В самолете моя надежда на некоторое уединение быстро улетучивается, когда мы останавливаемся у первого ряда и я обнаруживаю пожилую женщину в яркой фиолетовой рубашке, занимающую место рядом с нашими. Она посылает мне улыбку, такую же стопроцентно дружескую, как и ее гавайская рубашка, и я умудряюсь ответить ей тем же, что нелегко, учитывая мое эмоциональное состояние. И как тяжело я переношу полеты.
Крис пропускает меня вперед, и я сажусь у окна, а он тем временем размещает мою сумку в багажной корзине над головой. Я очарована этим мужчиной, который стал моим миром. Мой взгляд скользит по красивым чертам лица, широким плечам, перекатывающимся под майкой мускулам. И от одной лишь мысли о том, каким неотразимым он выглядит без ничего, с одной лишь яркой красно-желто-синей татуировкой дракона, выглядывающей из-под правого рукава, меня обдает жаром с ног до головы. Я люблю эту татуировку и ту связь, которую она имеет с прошлым и которую мне скоро предстоит узнать. Я люблю его.
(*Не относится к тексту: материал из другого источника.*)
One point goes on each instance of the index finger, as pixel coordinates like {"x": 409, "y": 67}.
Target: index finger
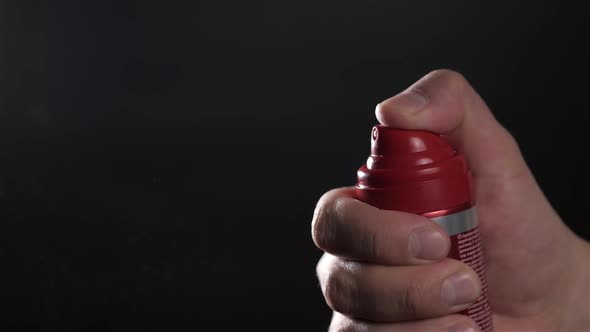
{"x": 346, "y": 227}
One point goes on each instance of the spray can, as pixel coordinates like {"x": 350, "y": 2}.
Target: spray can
{"x": 419, "y": 172}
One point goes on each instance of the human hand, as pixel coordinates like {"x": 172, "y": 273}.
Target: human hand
{"x": 388, "y": 271}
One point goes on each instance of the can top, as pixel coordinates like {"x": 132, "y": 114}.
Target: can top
{"x": 413, "y": 170}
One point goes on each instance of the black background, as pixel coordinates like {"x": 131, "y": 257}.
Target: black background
{"x": 160, "y": 161}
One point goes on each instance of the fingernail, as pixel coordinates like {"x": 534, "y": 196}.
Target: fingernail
{"x": 460, "y": 290}
{"x": 427, "y": 243}
{"x": 407, "y": 101}
{"x": 462, "y": 327}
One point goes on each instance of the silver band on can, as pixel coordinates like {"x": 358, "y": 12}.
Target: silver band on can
{"x": 459, "y": 222}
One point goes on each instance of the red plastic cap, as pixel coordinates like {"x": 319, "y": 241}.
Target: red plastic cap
{"x": 413, "y": 171}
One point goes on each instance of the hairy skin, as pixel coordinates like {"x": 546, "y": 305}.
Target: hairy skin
{"x": 538, "y": 270}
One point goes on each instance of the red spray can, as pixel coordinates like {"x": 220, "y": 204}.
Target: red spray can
{"x": 419, "y": 172}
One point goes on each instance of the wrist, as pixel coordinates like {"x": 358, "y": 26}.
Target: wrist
{"x": 577, "y": 301}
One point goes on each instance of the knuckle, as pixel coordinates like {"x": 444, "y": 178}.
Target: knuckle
{"x": 406, "y": 303}
{"x": 340, "y": 291}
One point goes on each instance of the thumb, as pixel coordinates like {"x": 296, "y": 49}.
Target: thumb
{"x": 443, "y": 102}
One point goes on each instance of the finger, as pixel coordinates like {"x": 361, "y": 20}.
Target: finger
{"x": 445, "y": 103}
{"x": 349, "y": 228}
{"x": 452, "y": 323}
{"x": 397, "y": 293}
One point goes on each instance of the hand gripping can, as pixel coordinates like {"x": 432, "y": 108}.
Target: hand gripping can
{"x": 419, "y": 172}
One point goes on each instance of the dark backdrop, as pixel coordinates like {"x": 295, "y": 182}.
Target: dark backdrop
{"x": 160, "y": 161}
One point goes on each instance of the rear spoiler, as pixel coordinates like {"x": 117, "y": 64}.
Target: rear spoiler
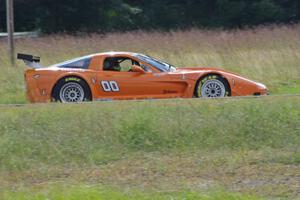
{"x": 30, "y": 60}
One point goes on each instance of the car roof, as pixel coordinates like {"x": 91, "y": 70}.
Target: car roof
{"x": 111, "y": 53}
Закрыв багажную ячейку, Крис тихо говорит что-то нашей пожилой попутчице, и она улыбается в ответ. Я тоже улыбаюсь, наблюдая за ними, пока не замечаю проблеск печали в глазах Криса, напоминающий мне о боли, которую он прячет под своим неотразимым обаянием. Мое решение лететь с ним в Париж было абсолютно правильным. Я сделаю все, что в моих силах, чтобы избавить его от этой боли.
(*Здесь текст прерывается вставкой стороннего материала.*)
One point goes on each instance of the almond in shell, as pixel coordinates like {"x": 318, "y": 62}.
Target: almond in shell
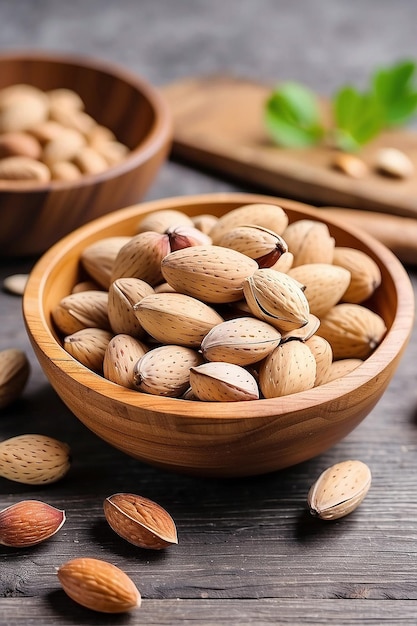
{"x": 140, "y": 521}
{"x": 85, "y": 309}
{"x": 210, "y": 273}
{"x": 365, "y": 275}
{"x": 122, "y": 353}
{"x": 34, "y": 459}
{"x": 309, "y": 241}
{"x": 267, "y": 215}
{"x": 98, "y": 258}
{"x": 223, "y": 382}
{"x": 88, "y": 346}
{"x": 324, "y": 284}
{"x": 277, "y": 299}
{"x": 257, "y": 242}
{"x": 124, "y": 294}
{"x": 339, "y": 490}
{"x": 28, "y": 523}
{"x": 141, "y": 258}
{"x": 175, "y": 318}
{"x": 289, "y": 369}
{"x": 98, "y": 585}
{"x": 353, "y": 331}
{"x": 243, "y": 341}
{"x": 165, "y": 370}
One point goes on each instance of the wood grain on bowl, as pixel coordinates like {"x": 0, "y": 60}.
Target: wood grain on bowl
{"x": 35, "y": 215}
{"x": 215, "y": 438}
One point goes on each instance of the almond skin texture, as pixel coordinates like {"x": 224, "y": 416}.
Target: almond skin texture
{"x": 140, "y": 521}
{"x": 243, "y": 341}
{"x": 210, "y": 273}
{"x": 165, "y": 371}
{"x": 352, "y": 330}
{"x": 175, "y": 318}
{"x": 88, "y": 346}
{"x": 223, "y": 382}
{"x": 324, "y": 284}
{"x": 277, "y": 299}
{"x": 339, "y": 490}
{"x": 28, "y": 523}
{"x": 290, "y": 368}
{"x": 365, "y": 275}
{"x": 34, "y": 459}
{"x": 98, "y": 585}
{"x": 266, "y": 215}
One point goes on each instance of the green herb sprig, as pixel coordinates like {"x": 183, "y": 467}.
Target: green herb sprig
{"x": 293, "y": 115}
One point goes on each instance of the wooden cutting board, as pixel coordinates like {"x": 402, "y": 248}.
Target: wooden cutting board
{"x": 218, "y": 124}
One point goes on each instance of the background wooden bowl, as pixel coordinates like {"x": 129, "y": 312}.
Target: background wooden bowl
{"x": 221, "y": 439}
{"x": 34, "y": 216}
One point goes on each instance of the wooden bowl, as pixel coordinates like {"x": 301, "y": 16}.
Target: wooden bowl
{"x": 33, "y": 216}
{"x": 217, "y": 439}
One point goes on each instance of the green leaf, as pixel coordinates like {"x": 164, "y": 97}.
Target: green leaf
{"x": 394, "y": 89}
{"x": 358, "y": 118}
{"x": 292, "y": 116}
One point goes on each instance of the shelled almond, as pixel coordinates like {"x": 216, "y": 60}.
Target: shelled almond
{"x": 47, "y": 135}
{"x": 238, "y": 312}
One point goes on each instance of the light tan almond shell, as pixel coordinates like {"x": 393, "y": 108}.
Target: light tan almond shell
{"x": 205, "y": 222}
{"x": 257, "y": 242}
{"x": 124, "y": 293}
{"x": 175, "y": 318}
{"x": 323, "y": 355}
{"x": 352, "y": 330}
{"x": 34, "y": 459}
{"x": 85, "y": 309}
{"x": 141, "y": 258}
{"x": 88, "y": 346}
{"x": 19, "y": 144}
{"x": 324, "y": 283}
{"x": 223, "y": 382}
{"x": 339, "y": 490}
{"x": 210, "y": 273}
{"x": 242, "y": 341}
{"x": 277, "y": 299}
{"x": 165, "y": 370}
{"x": 98, "y": 585}
{"x": 185, "y": 236}
{"x": 340, "y": 368}
{"x": 28, "y": 523}
{"x": 98, "y": 258}
{"x": 290, "y": 368}
{"x": 24, "y": 168}
{"x": 161, "y": 221}
{"x": 122, "y": 354}
{"x": 305, "y": 332}
{"x": 284, "y": 263}
{"x": 267, "y": 215}
{"x": 14, "y": 374}
{"x": 309, "y": 241}
{"x": 140, "y": 521}
{"x": 365, "y": 275}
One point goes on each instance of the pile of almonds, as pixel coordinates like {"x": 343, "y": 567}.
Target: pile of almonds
{"x": 48, "y": 135}
{"x": 240, "y": 307}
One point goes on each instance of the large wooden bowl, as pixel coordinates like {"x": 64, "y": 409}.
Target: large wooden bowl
{"x": 221, "y": 439}
{"x": 33, "y": 216}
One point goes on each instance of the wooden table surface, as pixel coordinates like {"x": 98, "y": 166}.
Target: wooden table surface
{"x": 249, "y": 552}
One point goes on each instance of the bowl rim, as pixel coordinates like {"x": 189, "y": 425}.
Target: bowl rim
{"x": 159, "y": 134}
{"x": 43, "y": 339}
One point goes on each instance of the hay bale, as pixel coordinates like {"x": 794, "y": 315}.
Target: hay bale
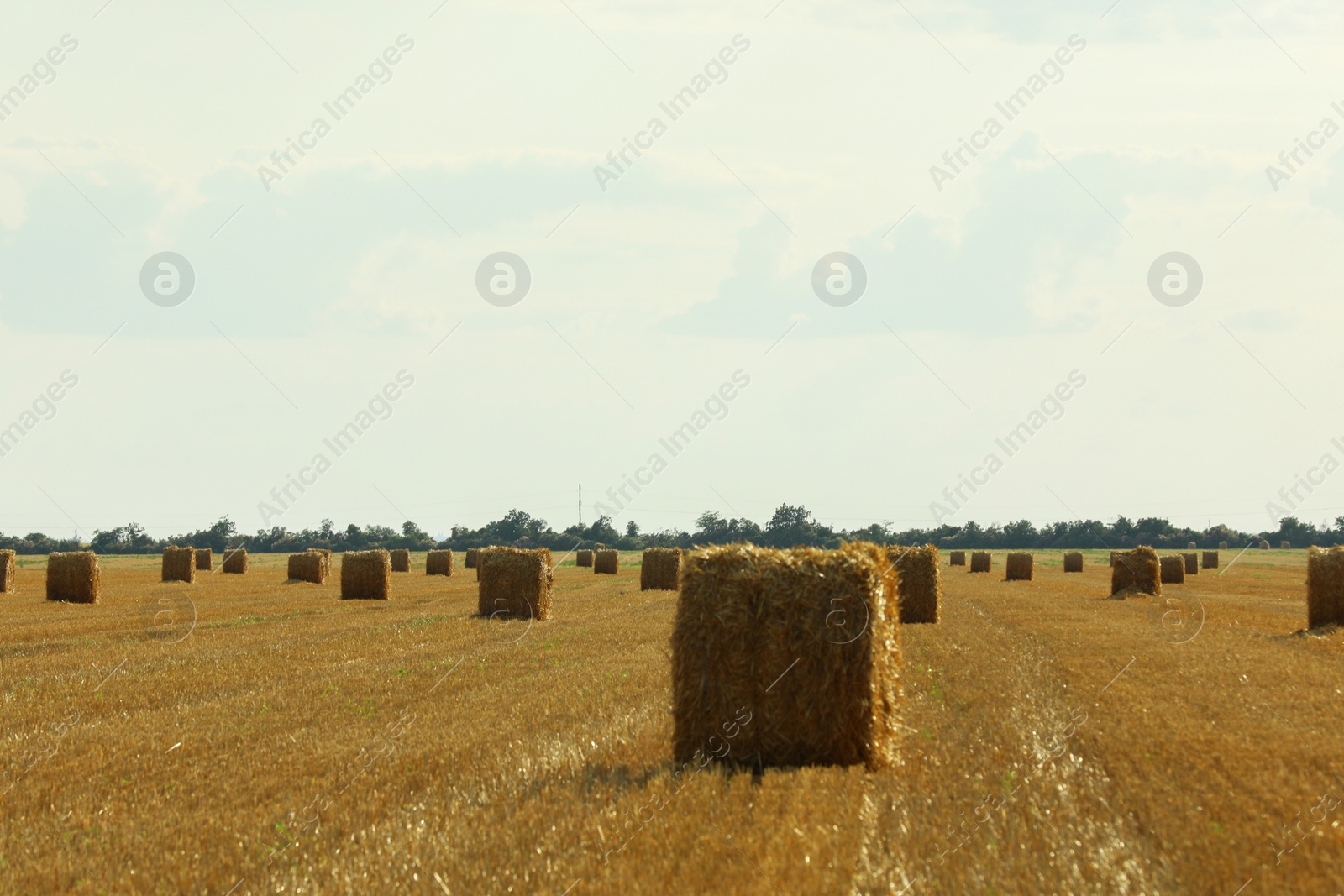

Когда Крис устраивается на сиденье между мной и нашей попутчицей, я бросаю взгляд на повязку у него на лбу, потом на руке. Я знаю, что прошлой ночью он ударился головой, но что он и руку повредил – не знала.
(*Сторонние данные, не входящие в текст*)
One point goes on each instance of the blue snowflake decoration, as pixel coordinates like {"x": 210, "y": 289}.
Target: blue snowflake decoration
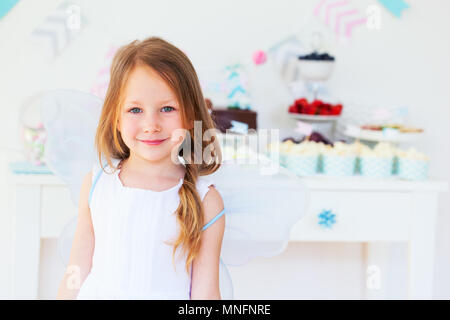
{"x": 327, "y": 219}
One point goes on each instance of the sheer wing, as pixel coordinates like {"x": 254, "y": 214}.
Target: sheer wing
{"x": 70, "y": 119}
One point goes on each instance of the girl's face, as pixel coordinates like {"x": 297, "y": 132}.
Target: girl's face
{"x": 149, "y": 115}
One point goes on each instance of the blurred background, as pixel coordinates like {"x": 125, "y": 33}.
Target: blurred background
{"x": 387, "y": 65}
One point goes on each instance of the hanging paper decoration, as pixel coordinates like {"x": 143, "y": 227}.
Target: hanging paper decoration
{"x": 396, "y": 7}
{"x": 58, "y": 29}
{"x": 5, "y": 6}
{"x": 341, "y": 16}
{"x": 237, "y": 87}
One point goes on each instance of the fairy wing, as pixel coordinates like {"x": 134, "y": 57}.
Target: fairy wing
{"x": 260, "y": 210}
{"x": 70, "y": 119}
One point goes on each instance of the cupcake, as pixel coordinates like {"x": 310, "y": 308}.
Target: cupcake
{"x": 302, "y": 158}
{"x": 339, "y": 160}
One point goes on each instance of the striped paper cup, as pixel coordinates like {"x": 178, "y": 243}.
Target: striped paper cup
{"x": 302, "y": 165}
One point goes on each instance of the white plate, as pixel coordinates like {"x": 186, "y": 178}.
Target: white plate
{"x": 310, "y": 117}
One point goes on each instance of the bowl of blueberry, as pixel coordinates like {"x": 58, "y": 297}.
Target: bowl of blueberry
{"x": 316, "y": 66}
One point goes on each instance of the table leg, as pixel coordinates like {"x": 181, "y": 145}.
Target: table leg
{"x": 421, "y": 246}
{"x": 26, "y": 242}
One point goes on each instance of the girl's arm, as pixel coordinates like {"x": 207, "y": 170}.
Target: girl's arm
{"x": 80, "y": 259}
{"x": 205, "y": 273}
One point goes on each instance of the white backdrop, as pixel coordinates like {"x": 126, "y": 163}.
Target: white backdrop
{"x": 405, "y": 63}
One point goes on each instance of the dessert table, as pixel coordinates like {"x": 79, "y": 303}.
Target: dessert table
{"x": 354, "y": 209}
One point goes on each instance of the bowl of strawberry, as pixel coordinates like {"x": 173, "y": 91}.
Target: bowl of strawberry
{"x": 315, "y": 108}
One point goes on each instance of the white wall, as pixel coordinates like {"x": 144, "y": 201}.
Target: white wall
{"x": 405, "y": 63}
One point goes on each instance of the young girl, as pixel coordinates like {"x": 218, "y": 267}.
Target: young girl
{"x": 148, "y": 227}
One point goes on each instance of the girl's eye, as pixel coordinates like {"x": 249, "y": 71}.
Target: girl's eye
{"x": 132, "y": 110}
{"x": 168, "y": 109}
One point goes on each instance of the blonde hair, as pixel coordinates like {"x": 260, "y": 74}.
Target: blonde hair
{"x": 177, "y": 70}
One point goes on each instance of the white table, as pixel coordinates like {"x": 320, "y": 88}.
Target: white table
{"x": 374, "y": 212}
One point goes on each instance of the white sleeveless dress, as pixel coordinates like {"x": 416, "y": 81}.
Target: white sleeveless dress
{"x": 131, "y": 260}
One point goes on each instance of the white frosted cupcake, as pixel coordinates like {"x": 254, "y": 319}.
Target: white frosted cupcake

Спазм сжимает мне горло, когда я думаю, как легко он мог умереть, когда спасал мне жизнь.
– Как ты? – спрашиваю я, мягко накрывая повязку рукой.
– Рана на голове оказалась не такой страшной, как я думал. Рука оказалась неожиданностью, но несколько швов, и все в порядке. – Он накрывает мою ладонь своей – большой, теплой и чудесной. – И отвечая на твой вопрос: я чувствую себя прекрасно. Ты же здесь.
– Крис. – Его имя вырывается с тихим вздохом сдерживаемого волнения. Между нами так много невысказанного, так много напряжения после нашей ссоры перед тем, как я поехала к Марку, а он отправился за мной. – Я… – Смех с заднего ряда прерывает мои слова, напоминая, что мы не одни. – Нам надо…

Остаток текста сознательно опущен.